Меж тем персидские войска вступили в Среднюю Грецию и подошли к Фермопилам. Четыре дня Ксеркс не начинал наступления, ожидая исхода морского сражения у Артемисия. Известия пришли неутешительные. Часть персидского флота раскидана бурей, другая же часть понесла большие потери и не сумела прорваться к побережью. Но и грекам не удалось разгромить вражеский флот и отогнать его от Эллады.
Четыре дня Ксеркс выжидал. Расположившись с армией к северу от Фермопил, он послал разведчика посмотреть, что делают греки. Возвратившись, посланец сообщил: спартанцы ведут себя спокойно — одни занимаются гимнастическими упражнениями, другие расчесывают волосы.
Ксеркс все еще не терял надежды, что эллины окажутся достаточно разумными и без боя покинут проход. С каждым днем росло его нетерпение, но греки не двигались с места.
На пятый день царь приказал начать атаку и захватить в плен этих безумцев. Однако все попытки персов были неудачны, и им пришлось отступить. Тогда Ксеркс бросил в бой «бессмертных». Сидя в кресле, установленном на возвышении, царь надеялся насладиться зрелищем победы. Но и «бессмертные» не имели успеха. Помощь пришла неожиданно. Надеясь на крупную награду, предложил свои услуги местный житель: он поведал о том, что есть обходная тропа, о которой мало кто знает. Перебежчик брался провести по ней персов в тыл защитникам Фермопил.
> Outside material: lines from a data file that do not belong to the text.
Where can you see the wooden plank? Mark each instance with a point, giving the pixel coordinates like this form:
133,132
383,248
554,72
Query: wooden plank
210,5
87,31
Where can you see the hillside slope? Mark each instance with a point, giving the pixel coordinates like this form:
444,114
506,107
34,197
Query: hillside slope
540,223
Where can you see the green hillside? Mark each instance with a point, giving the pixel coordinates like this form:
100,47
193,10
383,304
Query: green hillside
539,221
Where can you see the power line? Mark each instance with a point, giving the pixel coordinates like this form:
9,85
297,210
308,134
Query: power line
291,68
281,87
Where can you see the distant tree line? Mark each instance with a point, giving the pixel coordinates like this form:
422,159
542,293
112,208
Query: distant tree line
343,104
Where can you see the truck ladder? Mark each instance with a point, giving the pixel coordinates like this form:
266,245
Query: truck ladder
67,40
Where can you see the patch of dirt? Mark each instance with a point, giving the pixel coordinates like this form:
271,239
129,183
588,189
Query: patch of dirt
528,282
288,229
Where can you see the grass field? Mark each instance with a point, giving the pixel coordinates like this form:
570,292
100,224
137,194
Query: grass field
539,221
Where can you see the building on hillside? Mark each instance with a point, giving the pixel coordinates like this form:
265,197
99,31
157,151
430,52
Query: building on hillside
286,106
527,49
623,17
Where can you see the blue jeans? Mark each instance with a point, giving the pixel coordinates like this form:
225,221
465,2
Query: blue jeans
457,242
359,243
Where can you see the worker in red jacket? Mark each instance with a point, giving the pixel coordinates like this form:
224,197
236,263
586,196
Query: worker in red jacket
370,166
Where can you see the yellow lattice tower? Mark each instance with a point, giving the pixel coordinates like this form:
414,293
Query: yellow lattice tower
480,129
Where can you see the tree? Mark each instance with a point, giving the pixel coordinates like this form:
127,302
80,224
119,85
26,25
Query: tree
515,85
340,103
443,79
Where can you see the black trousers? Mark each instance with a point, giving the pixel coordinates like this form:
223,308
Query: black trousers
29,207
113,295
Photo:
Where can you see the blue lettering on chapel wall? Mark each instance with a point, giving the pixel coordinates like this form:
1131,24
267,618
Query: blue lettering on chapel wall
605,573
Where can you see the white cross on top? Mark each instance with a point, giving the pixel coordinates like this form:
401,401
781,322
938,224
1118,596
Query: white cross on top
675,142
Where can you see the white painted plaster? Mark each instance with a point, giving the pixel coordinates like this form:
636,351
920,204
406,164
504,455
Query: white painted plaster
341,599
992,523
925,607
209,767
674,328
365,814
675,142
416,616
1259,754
Персы двинулись тотчас же. Вскоре греки, узнали, что их окружают неприятельские отряды. Спартанский царь Леонид отпустил союзников, чтобы сберечь основные силы для будущих битв. Но свою задачу задержать, насколько возможно, продвижение противника он решил выполнять до конца, отлично понимая, что ничего, кроме гибели, его не ожидает. Его участь готовились разделить 300 спартанцев, 400 фиванцев и 700 феспиян.
Сломить сопротивление эллинов удалось только тогда, когда в тыл им ударили персы, которых привел предатель. Греки отступили в глубь ущелья и здесь сложили головы все до единого. Ксеркс приказал отыскать труп Леонида, обезглавить и насадить его голову на копье.